Em Cascais, Portugal.
Passagens para um novo mundo: a poética de Gil Vicente
Passagens para um novo mundo, em Portugal: o século XVI
Aspectos do Humanismo, em Portugal
Início: 1418, segundo Massaud Moisés (1988, p. 39).
As grandes navegações e a desorganização do modo de vida português e de seus valores.
A questão do fusionismo.
Fortalecimento da cultura laica.
Transformações importantes do período:
Cronistas importantes aparecem neste período como Fernão Lopes, que prefere a documentação escrita ao relato oral, como matéria de suas crônicas, além de demonstrar excelente talento literário.

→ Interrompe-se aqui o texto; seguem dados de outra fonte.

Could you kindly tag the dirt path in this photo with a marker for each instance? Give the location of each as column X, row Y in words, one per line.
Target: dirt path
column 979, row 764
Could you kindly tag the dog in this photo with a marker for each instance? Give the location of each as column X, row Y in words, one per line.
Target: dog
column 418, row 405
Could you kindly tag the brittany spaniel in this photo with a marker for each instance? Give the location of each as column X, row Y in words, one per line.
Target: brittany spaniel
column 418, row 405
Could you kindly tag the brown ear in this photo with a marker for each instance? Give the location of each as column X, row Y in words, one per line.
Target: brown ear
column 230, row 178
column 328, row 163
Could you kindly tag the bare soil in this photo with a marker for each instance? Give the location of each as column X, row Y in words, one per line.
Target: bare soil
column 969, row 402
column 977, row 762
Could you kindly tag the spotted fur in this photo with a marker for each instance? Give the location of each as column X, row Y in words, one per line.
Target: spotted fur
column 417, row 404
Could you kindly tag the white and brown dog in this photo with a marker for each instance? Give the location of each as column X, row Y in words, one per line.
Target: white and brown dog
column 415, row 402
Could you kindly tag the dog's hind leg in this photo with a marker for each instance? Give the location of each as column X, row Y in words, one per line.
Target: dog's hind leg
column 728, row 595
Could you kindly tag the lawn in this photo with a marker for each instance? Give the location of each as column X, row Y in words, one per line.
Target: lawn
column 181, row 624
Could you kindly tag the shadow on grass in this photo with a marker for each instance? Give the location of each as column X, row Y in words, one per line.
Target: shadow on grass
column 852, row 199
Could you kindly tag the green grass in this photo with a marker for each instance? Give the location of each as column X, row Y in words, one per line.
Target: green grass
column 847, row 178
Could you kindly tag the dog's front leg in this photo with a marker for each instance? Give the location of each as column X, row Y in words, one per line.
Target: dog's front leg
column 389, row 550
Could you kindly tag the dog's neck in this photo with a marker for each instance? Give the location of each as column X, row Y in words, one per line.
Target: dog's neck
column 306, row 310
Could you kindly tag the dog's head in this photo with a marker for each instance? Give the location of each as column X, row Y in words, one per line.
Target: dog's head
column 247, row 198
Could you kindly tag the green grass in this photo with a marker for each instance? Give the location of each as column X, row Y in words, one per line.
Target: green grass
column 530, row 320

Separação entre letra e música, no cancioneiro, a partir da publicação do Cancioneiro Geral, de Garcia de Resende.
“Superada a voga da lírica trovadoresca, a poesia desliga-se de seus compromissos musicais, e passa a ser composta para a leitura solitária ou a declamação coletiva. A poesia torna-se autônoma, realizada apenas com as palavras, despidas do aparato musical, que a tornava dependente ou, ao menos, lhe cortava o voo. O ritmo, agora, é alcançado com os próprios recursos da palavra disposta em versos, estrofes, etc., e não com a pauta musical” (1988, p. 46).
Um pouco sobre a vida de Gil Vicente
Gil Vicente nasceu em 1465 ou 1466, provavelmente. Escreveu a maior parte dos seus autos em sua juventude, entre os catorze e os vinte e cinco anos. Aos cinquenta, ele, acusado tantas vezes de anticlericalismo, tornou-se sacerdote. É considerado o pai do teatro português, pois antes dele havia apenas manifestações parcas e incipientes. Antes de começar a sua carreira teatral, Vicente era ourives e tinha o cargo de Mestre da balança da Casa da Moeda de Lisboa. A ele é atribuída, ainda que com dúvidas, a Custódia de Belém, uma das joias mais belas e valiosas do país. Vicente ingressa no teatro após a oportunidade de visitar a Câmera Real e declamar um monólogo, conquistando a oportunidade de apresentar as suas peças para o público palaciano, entre 1502 e 1536, com o mecenato real.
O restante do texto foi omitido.